The main reasons to store data are for safety and legal purposes first, diagnostics second. Collision data are all three. They need to be prioritized above virtually everything else on the system and if your vehicle has had so many collisions that the filesystem is filled up, that's a justifiable reason to have a service visit to delete the old ones.

If I were implementing such a system (and I have), I could see myself deleting the temporary without much thought. I would still have built a way to recreate the contents of the tarball after the fact (it's been a requirement from legal every time I've scoped such a system). Tesla not only failed to do that, but avoided disclosing that any such file was transferred in the first place so that the plaintiffs wouldn't know to request it.

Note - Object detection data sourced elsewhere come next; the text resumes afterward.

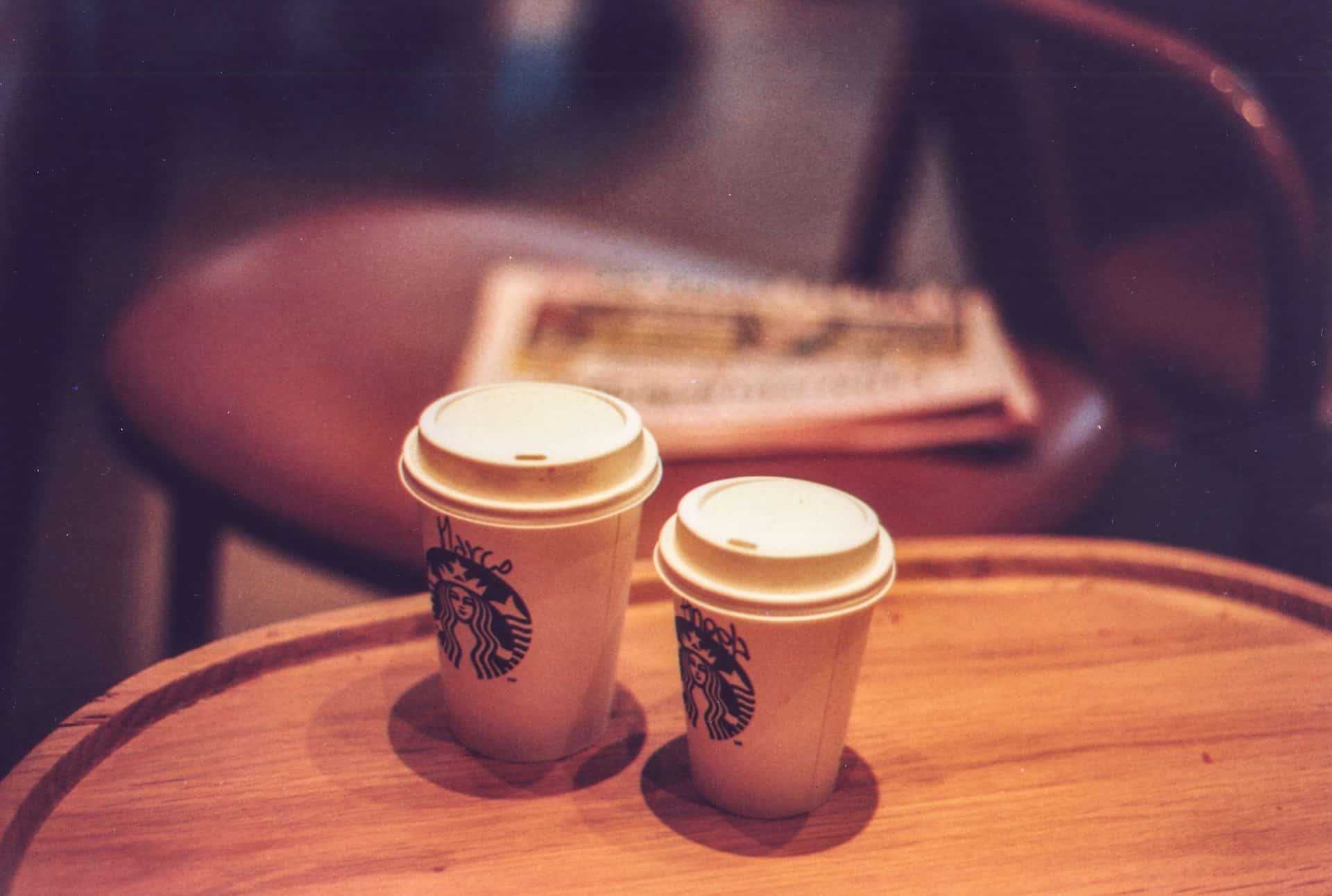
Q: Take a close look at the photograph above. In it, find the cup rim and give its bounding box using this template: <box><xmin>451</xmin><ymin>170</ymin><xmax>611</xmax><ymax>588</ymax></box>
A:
<box><xmin>653</xmin><ymin>517</ymin><xmax>898</xmax><ymax>622</ymax></box>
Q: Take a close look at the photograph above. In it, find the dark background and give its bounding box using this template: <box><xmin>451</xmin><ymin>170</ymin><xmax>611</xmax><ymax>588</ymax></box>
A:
<box><xmin>0</xmin><ymin>0</ymin><xmax>1332</xmax><ymax>770</ymax></box>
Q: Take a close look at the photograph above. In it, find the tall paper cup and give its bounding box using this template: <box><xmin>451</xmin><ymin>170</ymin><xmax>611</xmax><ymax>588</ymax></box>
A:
<box><xmin>654</xmin><ymin>476</ymin><xmax>896</xmax><ymax>818</ymax></box>
<box><xmin>400</xmin><ymin>382</ymin><xmax>660</xmax><ymax>761</ymax></box>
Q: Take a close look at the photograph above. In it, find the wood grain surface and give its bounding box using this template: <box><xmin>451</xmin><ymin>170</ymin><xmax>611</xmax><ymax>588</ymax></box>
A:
<box><xmin>0</xmin><ymin>538</ymin><xmax>1332</xmax><ymax>893</ymax></box>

The tar file is a convenient transport mechanism for files that presumably exist in original form elsewhere within the system. (All bets off if sources for the tar were changed afterward.)

Given storage is a finite resource, removing the tar after it was confirmed in the bucket is pure waste.

I'm not sure whether you're saying that the tar should or shouldn't be deleted. Regardless, my point isn't that it was intentionally deleted. I can easily imagine someone writing a function to upload the data using something like std::tmpfile (which silently deletes the file when it's closed) without thinking about the full implications of that for the broader context the code exists in.

Even in that case though, you would still have a way to produce the data because it would have been specced in the requirements when you were thinking about the broader organizational context.